Last night, I LOL because I said something then realized how ridiculous it would sound to someone else.  We were in the middle of getting baths all done, and I was getting something in my bathroom when I heard Audrey and Ryan snickering from their post on my bed; and without even leaving the bathroom, I hollered "Ben, if you're naked you belong in the bathroom!" only to hear him scurry back into his bathroom.  I knew he was being silly, and I laugh because sometimes the things that come out of my mouth...well make no sense to anyone but us but are hilarious nonetheless. "Would you hurry up and get dressed?  We are not interested in seeing your butt.."  The most common thing I am growling out now is "Get off of him/her/the cat!" because at any given moment, there is a dog pile.  And the princess is usually right there on very top of it, doling out punishment to those below.  "Keep your hands to yourself!" "I am not the maid, clear your plates right now!"  "Stop that if you want to live..."  and the famous "Don't make me stop this car..."  All in a day's work.  Sometimes Mr W and I just look at each other in amazement, grinning and shaking our heads because we can't believe what we just said. It's worse when we stumble over the kid's names. "Ben, Ryan, oh whichever kid is doing that, just STOP before I go mad..."  I caught one of their friends saying "oh whichever kid" to them yesterday, which made me crack up.  I try really hard not to swear, but I will let out strings of curses in Spanish, thinking it won't matter, I'll get away with it...but now they know, and will repeat it back to me "Mommy, what does 'chingado' mean?  Is that a bad word?" "Don't say that, yes, it's a bad word.." "I'm telling Nana."  "Go ahead, you little s***", I mutter under my breath.  Believe me, Nana has been caught uttering curses under her breath when she's been babysitting all day and I come to collect them. :)  I figure the cursing in Spanish is just adding flavor to their day and adding to their vocabulary.  A way to get them to use the correct accent, haha.

Speaking of accents, I was watching Love Actually last night.  I really liked it, it's good.  And talk about eye candy!  Liam Neeson, Colin Firth, Hugh Grant, and a couple of other random cuties...all with adorable accents.  What is it about the accent that makes a girl go all jelloid and want to fling her panties right off?  LOVE that.  I love it when a man can speak more than one language, you have to wonder which one does he use when....ahem.  One of the characters in the movie learns to speak Portuguese, and he stumbles over the words, but the effort is so amazing that you realize it's worth it. Grrrrr.

Okay, that's enough of that.  I have to get ready to do a fun thing today:  shop for a pretty dress for little miss.  We have a party to go to tonight, and we are all getting dolled up for it.   I will get to be escorted by three handsome little devils who all look like their Dad. And I always did want to be surrounded by men who adore me.  Hopefully they won't try to out fart each other while we're there.

 

Thursday, December 2, 2004

Not a good sport

Okay, only 2 more days, until my guy gets back home.  I've missed him all week, but today, I realized how much.  One of the kids came in from outside, and when the door opened, I looked up and was looking for him to come walking through the door.  I even had the 'hi honey' big grin going on.  And although I am always happy to have a kid come in from outside without a blood trail dripping inside too, it just was quite the letdown.  UGH.  

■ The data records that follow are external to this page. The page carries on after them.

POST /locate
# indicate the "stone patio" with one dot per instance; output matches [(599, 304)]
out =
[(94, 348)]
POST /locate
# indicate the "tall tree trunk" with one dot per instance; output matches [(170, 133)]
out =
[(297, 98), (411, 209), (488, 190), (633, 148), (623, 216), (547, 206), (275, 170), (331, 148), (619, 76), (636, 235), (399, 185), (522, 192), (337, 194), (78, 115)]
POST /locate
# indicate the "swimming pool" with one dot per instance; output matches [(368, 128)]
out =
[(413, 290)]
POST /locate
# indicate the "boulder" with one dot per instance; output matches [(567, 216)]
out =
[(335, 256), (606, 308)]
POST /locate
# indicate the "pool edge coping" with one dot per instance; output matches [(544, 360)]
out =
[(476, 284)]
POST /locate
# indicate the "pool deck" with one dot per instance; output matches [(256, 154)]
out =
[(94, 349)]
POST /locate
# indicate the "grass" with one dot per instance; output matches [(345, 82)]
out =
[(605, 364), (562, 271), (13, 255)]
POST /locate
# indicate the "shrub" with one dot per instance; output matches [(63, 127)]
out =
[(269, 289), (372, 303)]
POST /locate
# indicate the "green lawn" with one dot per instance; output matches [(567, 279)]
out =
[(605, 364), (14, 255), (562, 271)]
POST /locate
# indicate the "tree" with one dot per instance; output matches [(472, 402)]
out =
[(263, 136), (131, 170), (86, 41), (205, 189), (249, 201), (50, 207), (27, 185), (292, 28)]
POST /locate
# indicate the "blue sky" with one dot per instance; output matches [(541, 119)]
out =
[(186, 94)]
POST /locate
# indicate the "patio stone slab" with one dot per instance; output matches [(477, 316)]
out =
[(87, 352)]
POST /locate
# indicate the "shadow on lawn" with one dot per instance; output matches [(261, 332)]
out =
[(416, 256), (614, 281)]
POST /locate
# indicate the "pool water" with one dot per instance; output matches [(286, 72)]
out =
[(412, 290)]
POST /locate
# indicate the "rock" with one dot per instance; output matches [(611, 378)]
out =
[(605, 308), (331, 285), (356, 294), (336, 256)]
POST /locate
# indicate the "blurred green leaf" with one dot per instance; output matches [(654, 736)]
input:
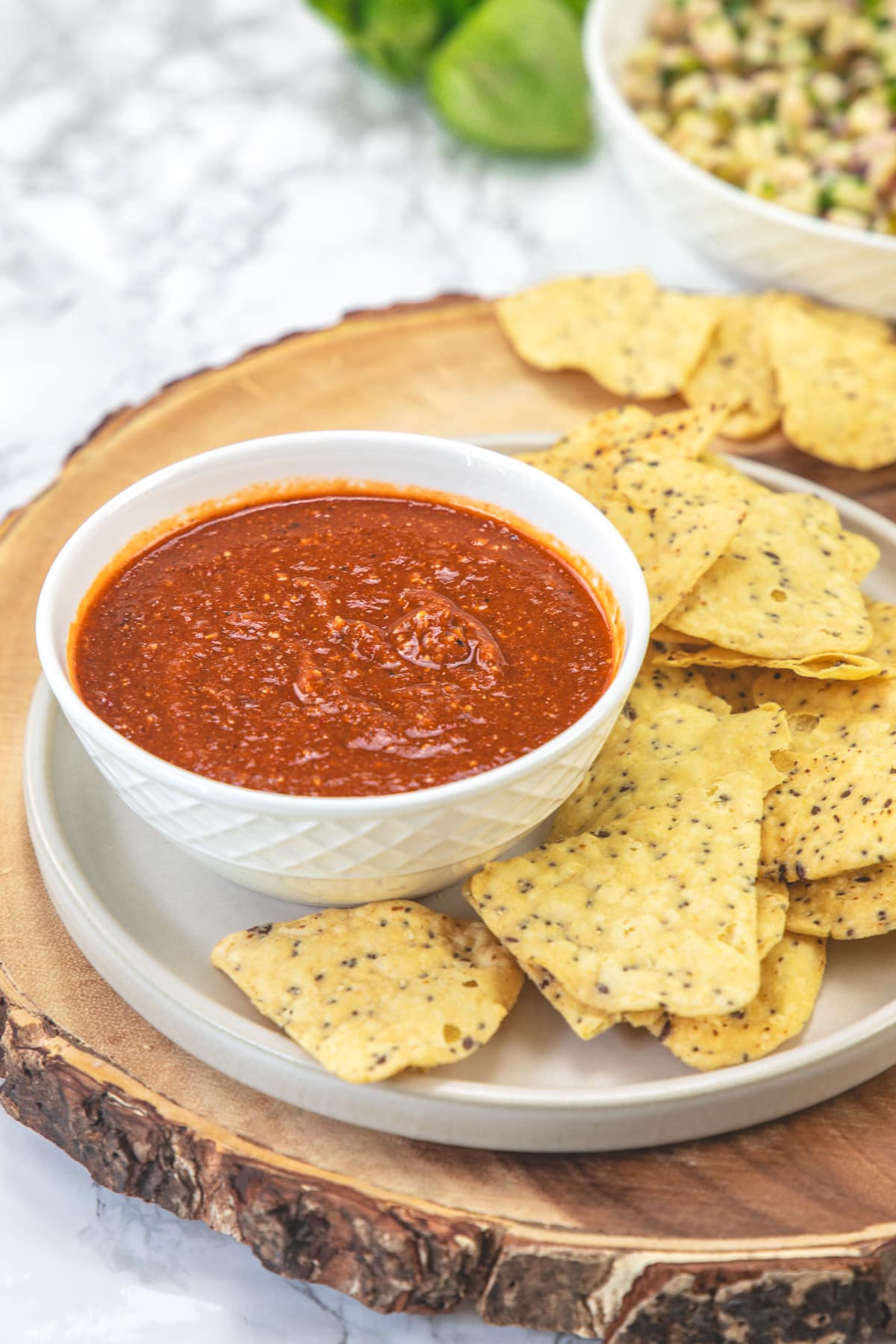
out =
[(394, 35), (344, 13), (511, 77)]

I've made it this far, without any liquid medication in a brown paper bag, but the absence is wearing thin, and I'm tired of being a good sport about it.  I'm gonna tell him so too when we talk later.  I was so nonchalant the other day, "yeah, just call me when you get in, and we'll come to pick you up", but tonight, I'm just about ready to load them up and camp out at the gate.  I'm sure he'll be amused when I share that little tidbit. My list of little things I miss has grown and ultimately add up to one big thing missing--him. 

So sappy, so embarassing, but (and I've said this before) really, it is too much that he still affects me this way. (heehee) 

What's a girl to do?  Maybe tonight'd be a good night to practice writing some haiku....because I know I won't be sleeping, dammit.  That could make an interesting homecoming present ;) right?